In sede di decisione su un’istanza di regolamento di competenza d’ufficio, proposta da un tribunale, il quale, essendogli stata rimessa, per ragioni di valore, dal pretore giudice dell’esecuzione nell’ambito di un procedimento di esecuzione forzata per espropriazione presso terzi, la controversia per l’accertamento della sussistenza del credito pignorato, abbia rilevato che la controversia era riconducibile all’ambito della competenza del pretore in funzione di giudice del lavoro, la Corte di cassazione, nel provvedere sull’istanza dopo il 2 giugno 1999 e nel prendere atto che, a seguito della sopravvenuta efficacia a far tempo da quella data dell’istituzione del giudice unico di tribunale, ex D.Lgs. n. 51 del 1998, l’ufficio del pretore (come risulta dall’art. 1 di detto D.Lgs.) è stato soppresso e le relative competenze, ivi comprese quelle sulle controversie di lavoro e previdenziali e quelle di tale natura insorte ai sensi dell’art. 548 c.p.c. sono state trasferite al tribunale in composizione monocratica, deve rilevare che la controversia oggetto del regolamento non rientra tra quelle per le quali l’ufficio pretorile è stato mantenuto transitoriamente in vita, identificandosi esse soltanto in quelle indicate dal primo comma dell’art. 133 del D.Lgs. n. 51 del 1998. Ne consegue che, dovendo alla controversia applicarsi le nuove norme, essa è riconducibile alla competenza del tribunale in funzione di giudice del lavoro ed in composizione monocratica. Cass. 15 luglio 2003, n. 11088.

 

 

5.1.2. Competenza in tema di controversie di lavoro ex art. 409.

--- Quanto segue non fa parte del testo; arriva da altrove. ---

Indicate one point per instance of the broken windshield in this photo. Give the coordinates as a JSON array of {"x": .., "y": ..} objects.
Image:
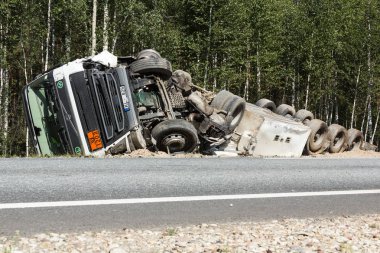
[{"x": 43, "y": 109}]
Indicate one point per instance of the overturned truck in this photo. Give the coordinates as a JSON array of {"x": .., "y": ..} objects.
[{"x": 110, "y": 105}]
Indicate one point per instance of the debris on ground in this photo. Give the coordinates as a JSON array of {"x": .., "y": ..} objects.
[{"x": 322, "y": 235}]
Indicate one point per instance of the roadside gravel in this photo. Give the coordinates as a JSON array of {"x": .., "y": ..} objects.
[{"x": 338, "y": 234}]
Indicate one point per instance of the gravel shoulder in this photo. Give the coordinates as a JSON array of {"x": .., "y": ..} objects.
[
  {"x": 160, "y": 154},
  {"x": 338, "y": 234}
]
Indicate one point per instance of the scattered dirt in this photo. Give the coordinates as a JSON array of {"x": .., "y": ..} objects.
[
  {"x": 352, "y": 154},
  {"x": 158, "y": 154}
]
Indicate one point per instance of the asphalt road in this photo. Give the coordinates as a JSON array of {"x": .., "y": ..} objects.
[{"x": 55, "y": 181}]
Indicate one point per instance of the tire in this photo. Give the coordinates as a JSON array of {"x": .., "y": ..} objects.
[
  {"x": 138, "y": 139},
  {"x": 220, "y": 99},
  {"x": 152, "y": 66},
  {"x": 175, "y": 136},
  {"x": 148, "y": 53},
  {"x": 266, "y": 103},
  {"x": 355, "y": 139},
  {"x": 233, "y": 105},
  {"x": 318, "y": 136},
  {"x": 285, "y": 110},
  {"x": 338, "y": 138},
  {"x": 304, "y": 115}
]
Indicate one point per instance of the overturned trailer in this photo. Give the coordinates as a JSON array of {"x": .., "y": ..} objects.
[{"x": 109, "y": 105}]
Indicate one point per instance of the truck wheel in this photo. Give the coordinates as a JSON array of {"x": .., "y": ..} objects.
[
  {"x": 318, "y": 136},
  {"x": 148, "y": 53},
  {"x": 266, "y": 103},
  {"x": 232, "y": 104},
  {"x": 175, "y": 135},
  {"x": 355, "y": 139},
  {"x": 338, "y": 138},
  {"x": 304, "y": 115},
  {"x": 152, "y": 66},
  {"x": 138, "y": 139},
  {"x": 285, "y": 110}
]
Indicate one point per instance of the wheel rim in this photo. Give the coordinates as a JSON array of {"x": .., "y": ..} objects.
[{"x": 174, "y": 142}]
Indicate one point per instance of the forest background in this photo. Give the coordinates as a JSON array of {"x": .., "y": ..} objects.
[{"x": 322, "y": 55}]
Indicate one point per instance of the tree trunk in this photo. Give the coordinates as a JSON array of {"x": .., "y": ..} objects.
[
  {"x": 294, "y": 89},
  {"x": 26, "y": 81},
  {"x": 370, "y": 80},
  {"x": 308, "y": 79},
  {"x": 208, "y": 46},
  {"x": 364, "y": 115},
  {"x": 258, "y": 70},
  {"x": 375, "y": 128},
  {"x": 93, "y": 36},
  {"x": 355, "y": 97},
  {"x": 247, "y": 75},
  {"x": 48, "y": 36},
  {"x": 336, "y": 99},
  {"x": 105, "y": 26}
]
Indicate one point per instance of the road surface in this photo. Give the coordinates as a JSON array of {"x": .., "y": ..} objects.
[{"x": 77, "y": 194}]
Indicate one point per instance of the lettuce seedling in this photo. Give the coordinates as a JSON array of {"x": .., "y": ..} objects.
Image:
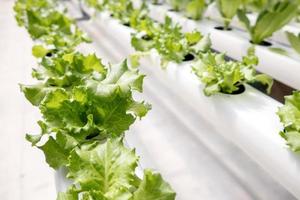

  1. Giurisprudenza sub art. 43, § 5.6.

 

 

5.2. Applicabilità dello ius superveniens.

In relazione all’introduzione del giudice unico di primo grado e alla soppressione del pretore, poiché l’art. 132, primo comma, del D.Lgs. n. 51 del 1998, in deroga all’art. 5 c.p.c., prevede l’immediata applicabilità dello ius superveniens alle controversie in corso, la Corte di cassazione, investita con regolamento di competenza di ufficio relativamente a causa proposta precedentemente all’entrata in vigore della normativa sul giudice unico, deve dichiarare la competenza del tribunale anche se la causa appartiene alla competenza del pretore secondo la precedente disciplina. Cass. 9 febbraio 2000, n. 1441; conforme Cass. 28 gennaio 2000, n. 973.